Answer 1: I would have to say no, there was this strange glowing light and a weird humming sound one night, and when I woke up I was showing, and the doctor said I was about 3 months pregnant. It was like a dream it happened so fast.

Or Answer 2. I don't know how I could have even gotten pregnant, my husband and or boyfriend does not even have a penis, he lost it in some freak wood working accident in shop class back in junior high, and I must say the no penis thing is what most attracted me to him.

And if the nosey person does not get the hint, they deserve what ever toughts end up in their mind for not minding their own business. Good luck with the children and future pregnancies.
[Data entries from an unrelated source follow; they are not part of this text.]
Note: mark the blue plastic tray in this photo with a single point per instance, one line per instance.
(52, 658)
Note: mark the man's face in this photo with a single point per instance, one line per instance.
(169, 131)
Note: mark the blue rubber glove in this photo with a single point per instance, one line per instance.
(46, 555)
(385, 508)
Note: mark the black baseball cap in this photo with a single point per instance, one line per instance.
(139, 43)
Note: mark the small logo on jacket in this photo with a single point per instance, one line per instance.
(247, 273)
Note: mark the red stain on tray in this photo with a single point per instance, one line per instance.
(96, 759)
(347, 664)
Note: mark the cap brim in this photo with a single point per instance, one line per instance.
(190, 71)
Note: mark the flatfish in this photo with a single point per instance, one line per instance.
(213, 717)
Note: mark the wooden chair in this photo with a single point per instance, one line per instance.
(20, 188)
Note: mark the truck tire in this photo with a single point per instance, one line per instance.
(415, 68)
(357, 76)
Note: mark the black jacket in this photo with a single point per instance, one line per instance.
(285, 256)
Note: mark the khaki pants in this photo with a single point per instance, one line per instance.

I think the US is in a state of fetishizing all aspects of reproduction, including the necessary mythology of how people came into being. If not questions about conception, then delivery, and location, and use of medication, then breast feeding, etc. There is apparently only one right answer for each one, yet as a country we are getting kind of creepy about it.
I have a friend with twins who gets that question all the time. Drives him nuts. But, of course, people will always find a way to ask impertinent, personal questions. My Asian American husband and I (white girl that I am) have 3 daughters. A lot of people assume that I have adopted my girls from China. They say things like "where did you get them." I always reply "we whipped them up at home." It usually shuts them up.